個人開業医ではできない、介護施設を開設することもでき、効率よく経営の多角化を図ることもできます。
個人とは別の人格を設けることになり、医業に係る事業資金を生活費とは区分することができ、医業経営の安定化、財務体質の強化を図ることが可能となります。
当然個人運営時より法人運営の方が全体的に信用力がアップします。
それに伴い、事業経営、人材確保、資金調達が有利となります。
2、事業承継、相続対策のメリット
個人開業医の場合とは異なり、事業用財産の所有権は法人にあり、財産の移転を個々に行う必要はありません。
また、病院や診療所の開設などの行政上の認可は法人に属することになるため、医療事業の承継は理事長と管理者の交代という手続のみでスムーズに行うことができます。
ご子息に相続させる場合、医療法人成りした方が相続税を抑えることができます。
3、節税効果のメリット
個人開業医の所得税率等(最高55%以上)と医療法人の法人税率(最高28%以上)との間の税率差の利用による節税が可能となります。
理事、監事などの役員に役員給与を支払うことにより給与所得控除をとることができ、所得税を圧縮することができます。
就任期間、功績に応じて相当の役員退職金を支給することにより多額の節税が可能となります。

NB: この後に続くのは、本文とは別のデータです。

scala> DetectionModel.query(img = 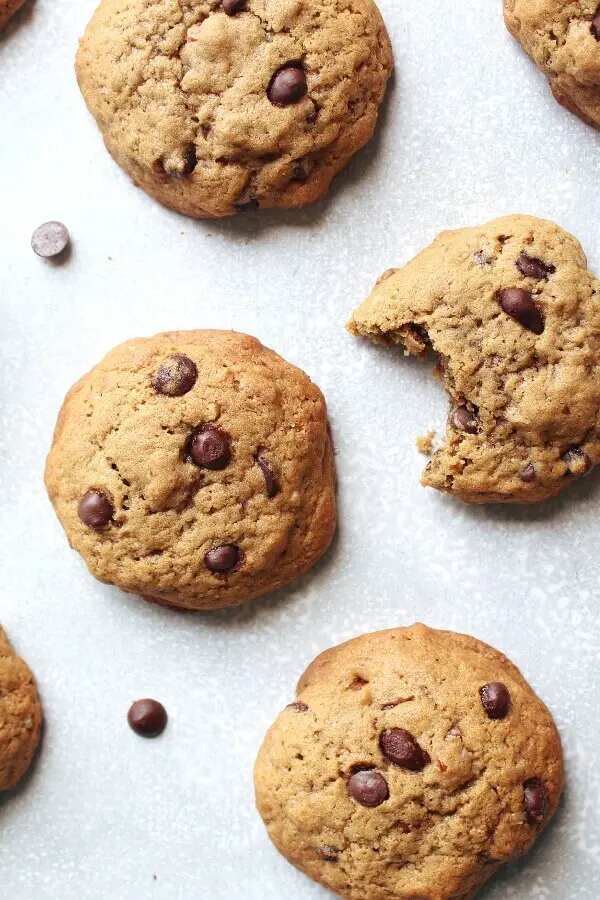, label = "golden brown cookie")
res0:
[348,216,600,503]
[76,0,392,217]
[504,0,600,126]
[46,331,336,609]
[255,625,563,900]
[0,627,42,791]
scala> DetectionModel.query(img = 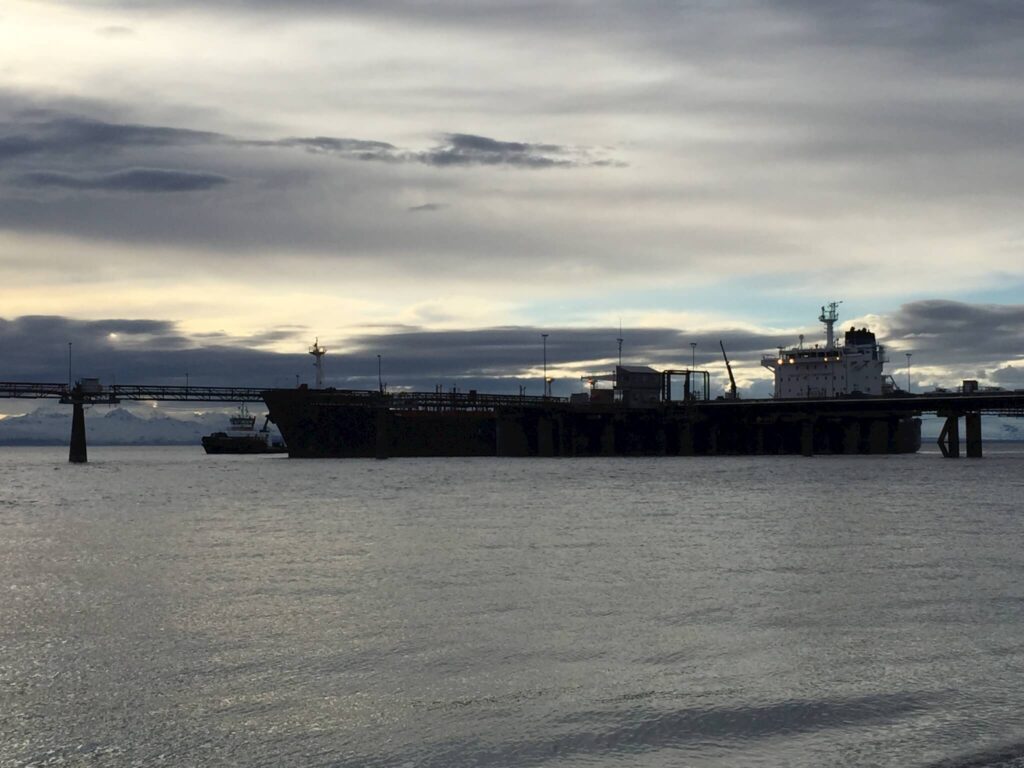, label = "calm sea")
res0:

個人開業医の場合、生命保険料控除には12万円の金額制限があるが、医療法人の場合は、定期保険などは原則全額損金算入可能となります。
社宅などの福利厚生制度を利用することにより法人に社宅家賃を負担させることができます。
赤字の場合、欠損金の繰越期間は9年までとなっています(個人の繰越期間は、3年のみです)。

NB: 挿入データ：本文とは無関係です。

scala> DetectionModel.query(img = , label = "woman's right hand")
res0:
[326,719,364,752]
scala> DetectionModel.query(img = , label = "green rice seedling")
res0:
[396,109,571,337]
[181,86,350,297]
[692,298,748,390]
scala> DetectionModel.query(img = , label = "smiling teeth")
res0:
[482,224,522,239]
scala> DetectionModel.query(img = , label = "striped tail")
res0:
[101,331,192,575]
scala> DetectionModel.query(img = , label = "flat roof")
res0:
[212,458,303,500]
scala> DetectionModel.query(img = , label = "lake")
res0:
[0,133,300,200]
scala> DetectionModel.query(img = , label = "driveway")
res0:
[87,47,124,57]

自由診療報酬については消費税が課税されますが、通常、法人設立後、2事業年度は消費税は免税となります。
以上のように、ある程度所得があるなら節税面で医療法人が圧倒的に優位となります。
4、源泉所得税のメリット
個人開業医の場合は、社会保険診療報酬から源泉所得税が控除されて入金されますが、医療法人の場合は源泉所得税が控除されず入金されます。
その分、節税対策に資金を使ったり、運転資金に回すことができ、財務状態を安定化させることができます。